Heck and Murray [9] first described the option of cementing a replacement liner into an existing acetabular shell provided that the shell is both stable and well positioned. We previously performed a biomechanical experimental study of 10 types of shell preparation to determine an appropriate liner and shell preparation for optimal construct stability [7]. We found that placing grooves in the liner in a spider-web configuration created the greatest construct strength. Specifically, intersecting longitudinal and circumferential grooves provide torsional stability and lever-out resistance to failure, respectively. Additionally, it was determined that if the existing shell did not have screw holes or other texturing, the surgeon should score the shell to prevent failure at the shell-cement interface.

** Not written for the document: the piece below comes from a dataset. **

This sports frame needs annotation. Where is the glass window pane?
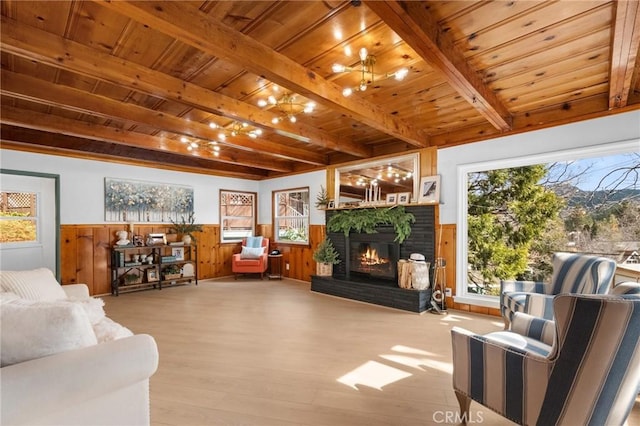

In the current study we applied these findings to prepare the acetabular constructs in cases in which we cemented liners into shells. We therefore determined (1) rerevision rates; (2) functional scores (Harris hip scores, WOMAC, and SF-36); (3) acetabular loosening rates; and (4) acetabular osteolysis rates.
Patients and Methods
We reviewed the records of all 30 patients who had undergone 31 revision hip surgeries in which a new nonconstrained liner was cemented into an existing acetabular shell that was stable and well positioned from January 2000 to January 2007. In all cases, there had been excessive wear of a modular acetabular liner that had been placed into a cementless acetabular shell.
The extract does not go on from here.